QUESTA E' LA LEGA !

"Se uno non ha il pugno di ferro e la volontà d'acciaio, si arrende prima ancora di combattere, o magari passa nelle file del nemico che sono più comode e meglio retribuite. Altro che stalinismo: bisogna essere molto decisi e non ammettere tradimenti, se si vuole affrontare lo Stato centralista con qualche possibilità di vincere".
U.Bossi - Vento dal Nord - Sperling e Kupfer Editori, 1992

La LEGA NORD non è BELSITO.
La LEGA NORD non è "IL CERCHIO MAGICO".

LA LEGA NORD è il popolo di Pontida, del Monviso e del 15 settembre 1996.
LA LEGA NORD è migliaia di militanti che hanno giurato fedeltà alla propria terra e alla propria gente.

LA LEGA NORD è tutto quello che ci hai insegnato tu in questi anni, Umberto.
LA LEGA NORD è la tua storia che hai scritto con Daniele Vimercati nel "Vento dal Nord", che da ragazzini ci ha tanto appassionato e che abbiamo preso come modello.
LA LEGA NORD sei tu con una semplice utilitaria che andavi ad attaccare i manifesti da solo in mezza Lombardia e dove qualche volta volavano gli "sganassoni".
LA LEGA NORD è il tuo impermeabile, la tua sigaretta e poi il tuo sigaro. La pizza e la coca-cola.

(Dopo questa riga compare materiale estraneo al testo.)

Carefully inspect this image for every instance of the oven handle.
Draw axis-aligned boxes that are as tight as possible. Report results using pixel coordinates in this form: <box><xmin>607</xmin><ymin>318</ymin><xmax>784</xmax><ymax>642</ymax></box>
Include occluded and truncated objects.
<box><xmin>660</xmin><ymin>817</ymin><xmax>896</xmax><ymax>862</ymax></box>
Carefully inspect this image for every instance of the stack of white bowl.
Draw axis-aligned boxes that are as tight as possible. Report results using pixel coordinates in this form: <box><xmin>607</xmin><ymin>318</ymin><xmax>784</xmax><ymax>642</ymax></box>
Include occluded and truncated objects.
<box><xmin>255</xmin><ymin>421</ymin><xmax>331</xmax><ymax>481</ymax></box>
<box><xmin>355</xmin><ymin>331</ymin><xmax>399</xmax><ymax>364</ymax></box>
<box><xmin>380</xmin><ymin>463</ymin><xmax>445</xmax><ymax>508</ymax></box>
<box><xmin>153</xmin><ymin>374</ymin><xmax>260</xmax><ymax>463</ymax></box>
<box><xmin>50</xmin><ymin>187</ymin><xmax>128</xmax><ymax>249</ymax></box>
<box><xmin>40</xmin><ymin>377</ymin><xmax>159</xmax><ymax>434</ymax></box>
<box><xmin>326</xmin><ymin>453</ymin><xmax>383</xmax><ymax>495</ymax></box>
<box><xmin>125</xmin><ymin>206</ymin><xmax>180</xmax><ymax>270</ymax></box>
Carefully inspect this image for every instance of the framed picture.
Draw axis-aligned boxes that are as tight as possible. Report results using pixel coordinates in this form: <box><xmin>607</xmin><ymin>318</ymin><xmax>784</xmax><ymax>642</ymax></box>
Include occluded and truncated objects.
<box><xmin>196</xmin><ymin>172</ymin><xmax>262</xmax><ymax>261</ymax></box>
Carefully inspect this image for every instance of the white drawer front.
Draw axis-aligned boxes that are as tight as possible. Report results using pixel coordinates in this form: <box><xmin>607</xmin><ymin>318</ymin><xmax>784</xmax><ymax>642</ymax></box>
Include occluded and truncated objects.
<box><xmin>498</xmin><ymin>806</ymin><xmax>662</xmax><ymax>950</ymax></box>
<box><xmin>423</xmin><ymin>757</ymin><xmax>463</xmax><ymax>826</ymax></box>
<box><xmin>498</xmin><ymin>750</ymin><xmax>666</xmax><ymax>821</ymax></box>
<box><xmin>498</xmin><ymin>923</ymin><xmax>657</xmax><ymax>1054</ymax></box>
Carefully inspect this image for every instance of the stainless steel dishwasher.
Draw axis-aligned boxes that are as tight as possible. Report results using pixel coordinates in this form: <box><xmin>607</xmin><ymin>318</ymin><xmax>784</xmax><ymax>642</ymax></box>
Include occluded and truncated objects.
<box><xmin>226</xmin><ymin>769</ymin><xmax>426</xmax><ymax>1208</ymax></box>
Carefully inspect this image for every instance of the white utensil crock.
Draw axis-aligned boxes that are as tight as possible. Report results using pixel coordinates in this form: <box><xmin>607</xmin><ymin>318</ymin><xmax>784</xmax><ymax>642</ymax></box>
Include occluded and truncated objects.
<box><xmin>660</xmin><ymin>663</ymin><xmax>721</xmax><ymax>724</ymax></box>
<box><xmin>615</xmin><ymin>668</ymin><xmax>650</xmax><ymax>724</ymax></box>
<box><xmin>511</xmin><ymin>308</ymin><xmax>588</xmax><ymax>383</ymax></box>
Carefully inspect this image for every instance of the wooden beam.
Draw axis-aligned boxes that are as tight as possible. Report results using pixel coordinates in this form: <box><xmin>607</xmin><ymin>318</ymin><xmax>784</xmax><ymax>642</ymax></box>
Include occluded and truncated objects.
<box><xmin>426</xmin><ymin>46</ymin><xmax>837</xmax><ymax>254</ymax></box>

Il pennarello nero per farti firmare gli autografi.
LA LEGA NORD è il gazebo e il volantino, la festa e l'incontro pubblico, la mozione e il consiglio comunale, la camicia verde e la cravatta obbligatoria al senato.
LA LEGA NORD è l'emozione dei tuoi militanti quando ti aspettano a un comizio e che si agitano quando sanno dalla Digos che stai per arrivare.
LA LEGA NORD è la tua gente che si è commossa quando ti ha visto far capolino durante la malattia da quella finestra di Lugano.

LA LEGA NORD è lo sguardo dei più giovani quando alle riunioni raccontiamo la tua storia, la tua vita, le nostre battaglie.
LA LEGA NORD è un viaggio in Irlanda, In Scozia o in Catalunya con la bandiera della Padania nello zaino e tanta voglia di raccontare chi siamo e lo sfrenato desiderio di Libertà che abbiamo.

LA LEGA NORD è politica e amicizia. E' una riunione in sezione e poi una birra al bar.

LA LEGA NORD è la Polizia che irrompe in via Bellerio perchè parliamo di Indipendenza della Padania e non di soldi in Tanzania.

Forza Capo, ti vogliamo bene.
Caccia via subito questa ignobile gentaglia traditrice della Militanza e del nostro Popolo e andiamo avanti, all'attacco del Mario Monti di turno e dello stato centrale che mette in ginocchio le nostre famiglie e che non ci fa vivere sereni.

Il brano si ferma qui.